I went with a couple of my roommates tonight to see a tap dance performance. One roommate is a dancer herself, the other is a dance enthusiast. I am a fan of live performances and broadening my horizons and getting out of the house (not necessarily in that order.) I have always enjoyed dance but am not well-versed in styles or steps. My experiences with tap are largely influenced by the MGM musicals school of dance, the Fred Astaires and Gene Kelleys making huge fluid motions across a vast sound stage. Leaps, turns, jazz hands, staircases, tables, couches, city streets all being utilized to the utmost.
What Savion Glover does is nothing like that and exactly like that at the same time.
He came out on the basically empty stage (just a small raised platform and some speakers) wearing a hoodie and danced for a sold hour and a half in honor of Treyvon Martin. He paused long enough to share the stage with a couple of partners and to make some basic introductions but other than that he moved. And moved. And moved. The sweat literally pouring off of him, visible halfway back in the audience where we were seated he moved like nothing I have ever seen, or heard, before.

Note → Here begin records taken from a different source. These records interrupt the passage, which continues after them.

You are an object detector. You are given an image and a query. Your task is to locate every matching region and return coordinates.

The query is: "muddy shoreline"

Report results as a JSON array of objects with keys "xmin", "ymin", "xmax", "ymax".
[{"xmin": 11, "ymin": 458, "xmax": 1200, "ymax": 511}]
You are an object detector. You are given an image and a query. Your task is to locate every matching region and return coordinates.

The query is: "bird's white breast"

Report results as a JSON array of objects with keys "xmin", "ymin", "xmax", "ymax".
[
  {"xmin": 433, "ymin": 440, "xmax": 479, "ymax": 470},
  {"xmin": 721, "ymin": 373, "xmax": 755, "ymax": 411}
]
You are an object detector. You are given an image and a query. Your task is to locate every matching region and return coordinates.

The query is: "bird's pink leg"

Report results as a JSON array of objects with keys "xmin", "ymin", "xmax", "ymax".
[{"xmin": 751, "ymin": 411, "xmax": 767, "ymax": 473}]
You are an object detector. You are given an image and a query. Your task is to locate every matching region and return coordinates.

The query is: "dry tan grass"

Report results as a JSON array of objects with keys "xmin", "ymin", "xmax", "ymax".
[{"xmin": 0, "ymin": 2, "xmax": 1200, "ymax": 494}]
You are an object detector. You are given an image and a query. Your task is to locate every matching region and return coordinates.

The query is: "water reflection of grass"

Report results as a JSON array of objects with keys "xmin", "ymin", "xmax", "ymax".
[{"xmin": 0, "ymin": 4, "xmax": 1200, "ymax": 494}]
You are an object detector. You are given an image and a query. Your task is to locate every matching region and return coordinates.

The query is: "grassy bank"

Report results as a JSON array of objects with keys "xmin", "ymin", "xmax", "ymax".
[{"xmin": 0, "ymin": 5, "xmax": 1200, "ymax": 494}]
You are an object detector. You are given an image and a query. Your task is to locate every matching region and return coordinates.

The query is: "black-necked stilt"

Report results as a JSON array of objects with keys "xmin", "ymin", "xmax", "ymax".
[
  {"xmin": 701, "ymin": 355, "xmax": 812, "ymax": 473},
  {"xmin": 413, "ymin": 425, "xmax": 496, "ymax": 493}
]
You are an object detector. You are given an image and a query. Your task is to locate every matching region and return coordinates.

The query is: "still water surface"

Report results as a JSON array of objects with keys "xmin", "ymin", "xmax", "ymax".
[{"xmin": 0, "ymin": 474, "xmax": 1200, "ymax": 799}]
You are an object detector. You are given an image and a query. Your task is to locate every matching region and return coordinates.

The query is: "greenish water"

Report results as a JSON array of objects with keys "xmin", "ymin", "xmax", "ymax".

Where I was expecting wild arms and leg kicks he stayed practically still from the waist up, his feet making the most incredible sounds while remaining in almost the same spot on the stage for the whole first 20 minutes. Instead of gesturing and relying on movement to portray the art, he focused on the sounds to get his point across. There were sounds that reminded me of a herd of galloping horses, a rapid fire machine gun, soft shoe shuffles, and drums, drums, drums. He was loud, soft, measured and precise and wildly intricate. When he was joined by his colleagues they sometimes tapped in perfect unison, one sound made by four feet, and other times played off of each other's rhythms riffing like an improvised jazz jam session, using syncopation and counterpoint in ways I never knew possible. It was raw and almost bestial in its intensity, not at all polished but perfect and precise in an urban Stomp sort of way. And a completely enjoyable way to spend an evening.
I guess he's been around for quite some time training with the likes of Gregory Hines and Sammy Davis, Jr. and performing on Broadway and even providing the choreography for Happy Feet as well as the motion capture for Mumble's dance moves. He's quite the talented guy. Gregory Hines called him the greatest tap dancer of all time. I think that's a pretty valid statement. You can color me muy impressed. Check him out.
This is far more 'traditional' and mobile than what he did tonight but it gives you a taste of the talent this guy has. Kinda makes you wanna dance, huh?
Shout out to the roommies for broadening my horizons and introducing me to an incredible performer. (And yes, getting me out of the house!)